Il aura fallu plus de quatre ans pour que la loi sur le salaire minimum entre en vigueur en Afrique du Sud. Pour le gouvernement, celle-ci doit constituer un cap “historique, pour remédier aux difficultés des salariés les plus pauvres”, rappelle le site d’actualité économique Fin24.
La nouvelle législation établit “un taux horaire obligatoire de 20 rands [1,20 euros]”, mais l’augmentation sera progressive “pour les femmes de ménage qui toucheront 15 rands [0,90 euro] de l’heure et pour les ouvriers agricoles à 18 rands [1,10 euros] de l’heure” dans un premier temps.
La moitié de la main d’œuvre concernée
Le salaire minimum mensuel légal en Afrique du Sud sera donc de 3 500 rands, soit 213 euros. “C’est un objectif décourageant, étant donné les taux de pauvreté et les inégalités du pays, juge le Daily Maverick, mais c’est précisément pour ces raisons que la nouvelle loi pourrait bénéficier à des millions de travailleurs peu rémunérés (…) Selon la présidence, la nouvelle loi entraînera une augmentation de salaire pour environ six millions de travailleurs, soit 47 % de la main-d’œuvre du pays.”
Son entrée en vigueur va intervenir cinq mois avant les prochaines élections générales. Ce projet de loi a toujours été fermement soutenu par la principale centrale syndicale sud-africaine, la Cosatu – alliée du Congrès national africain (ANC) au pouvoir. Fin24 relate que :
La confédération syndicale a déclaré que la signature de ce projet de loi constitue ‘une victoire historique’, et ‘montre le pouvoir des travailleurs lorsqu’ils sont unis’”

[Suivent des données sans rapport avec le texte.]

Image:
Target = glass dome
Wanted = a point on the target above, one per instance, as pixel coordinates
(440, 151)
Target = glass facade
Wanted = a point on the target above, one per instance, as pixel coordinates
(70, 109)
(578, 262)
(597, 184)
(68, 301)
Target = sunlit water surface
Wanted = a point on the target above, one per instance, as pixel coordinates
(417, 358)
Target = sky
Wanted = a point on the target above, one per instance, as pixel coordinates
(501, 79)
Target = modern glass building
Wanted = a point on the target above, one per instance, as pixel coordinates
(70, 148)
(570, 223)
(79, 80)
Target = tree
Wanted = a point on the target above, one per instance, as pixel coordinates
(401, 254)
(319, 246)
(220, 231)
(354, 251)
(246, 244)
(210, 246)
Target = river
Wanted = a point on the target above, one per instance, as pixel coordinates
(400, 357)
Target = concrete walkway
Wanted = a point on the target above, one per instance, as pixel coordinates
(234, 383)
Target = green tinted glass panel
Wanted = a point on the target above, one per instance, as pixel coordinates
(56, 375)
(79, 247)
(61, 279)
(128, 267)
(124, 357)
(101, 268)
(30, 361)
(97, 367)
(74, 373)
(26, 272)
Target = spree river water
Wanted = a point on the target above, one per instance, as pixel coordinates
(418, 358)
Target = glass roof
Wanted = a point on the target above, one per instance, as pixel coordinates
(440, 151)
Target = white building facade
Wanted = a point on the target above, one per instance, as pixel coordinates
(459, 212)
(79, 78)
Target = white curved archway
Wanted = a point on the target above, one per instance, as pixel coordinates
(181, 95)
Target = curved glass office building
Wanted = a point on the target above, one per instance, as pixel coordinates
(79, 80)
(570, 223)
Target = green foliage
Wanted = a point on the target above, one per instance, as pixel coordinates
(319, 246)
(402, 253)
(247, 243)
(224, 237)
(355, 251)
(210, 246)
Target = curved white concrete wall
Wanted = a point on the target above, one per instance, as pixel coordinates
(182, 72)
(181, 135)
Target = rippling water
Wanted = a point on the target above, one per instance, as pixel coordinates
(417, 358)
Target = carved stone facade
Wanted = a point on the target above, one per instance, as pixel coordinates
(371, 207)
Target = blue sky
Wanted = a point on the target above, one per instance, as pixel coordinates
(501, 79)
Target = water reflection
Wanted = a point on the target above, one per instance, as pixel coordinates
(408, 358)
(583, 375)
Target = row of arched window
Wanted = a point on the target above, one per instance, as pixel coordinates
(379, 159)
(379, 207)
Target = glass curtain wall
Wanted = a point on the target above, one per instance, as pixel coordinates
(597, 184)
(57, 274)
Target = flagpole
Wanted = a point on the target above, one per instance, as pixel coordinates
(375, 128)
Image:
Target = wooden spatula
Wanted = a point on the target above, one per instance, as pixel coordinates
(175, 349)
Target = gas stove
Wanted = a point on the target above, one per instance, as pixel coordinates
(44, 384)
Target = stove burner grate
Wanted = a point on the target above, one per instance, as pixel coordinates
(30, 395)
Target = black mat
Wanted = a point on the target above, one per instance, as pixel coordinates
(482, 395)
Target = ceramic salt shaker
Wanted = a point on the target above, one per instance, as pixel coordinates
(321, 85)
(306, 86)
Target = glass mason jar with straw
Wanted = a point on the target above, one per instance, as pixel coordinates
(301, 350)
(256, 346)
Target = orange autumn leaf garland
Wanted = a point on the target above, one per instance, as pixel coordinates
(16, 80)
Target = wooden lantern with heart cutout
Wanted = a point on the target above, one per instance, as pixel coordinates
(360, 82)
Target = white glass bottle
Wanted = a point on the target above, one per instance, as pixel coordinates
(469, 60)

“Condamnation à la pauvreté”
Mais sa rivale, la Fédération sud-africaine des syndicats (Saftu), s’est toujours opposée à l’introduction de ce salaire minimum jugé dérisoire. “Le niveau minimum de 20 rands par heure est de loin inférieur à ce dont les gens ont besoin pour vivre. Il condamne des millions de travailleurs et leurs familles à la pauvreté, avec l’aval du gouvernement”, s’est plaint la Saftu, citée par le Daily Maverick.
La fédération syndicale se réfère notamment à une étude de l’Université du Witwatersrand, à Johannesburg, selon laquelle “les travailleurs pauvres ont besoin de 4 125 rands par mois [250 euros] pour survivre”.
Certains analystes prédisent des maux sans fin pour l’économie sud-africaine lorsque le salaire minimum national entrera en vigueur.
Des destructions d’emplois ?
Dans un éditorial alarmiste, le journal dominical City Press qualifie la réforme de “toxique” et “destructrice”, et prévoit déjà des destructions massives d’emplois, alors que le chômage est déjà massif dans le pays (27%). Le comité qui a déterminé le niveau du salaire minimum “assure qu’une forte augmentation pour le travail peu rémunéré ‘ne règle en rien le problème du chômage’ mais ‘au contraire se traduit par une précarité accrue pour les travailleurs pauvres’”. La loi prévoit toutefois que les entreprises en difficulté financières seront dispensées de l’appliquer.
L’éditorialiste s’inquiète particulièrement pour “les 2,5 millions de travailleurs qui gagnent actuellement entre 2 500 et 3 500 rands par mois”, et pour “les milliers de petits employeurs qui vont devoir licencier leurs salariés et mettre la clé sous la porte”.
Entre ceux qui critiquent un “salaire minimum forcé” et ceux qui dénoncent “un salaire d’esclave”comme certains syndicats, le président sud-africain Cyril Ramaphosa a concédé que ce nouveau salaire minimum “ne constitue pas un salaire décent pour vivre. Mais il faut bien un début à tout”, a-t-il ajouté.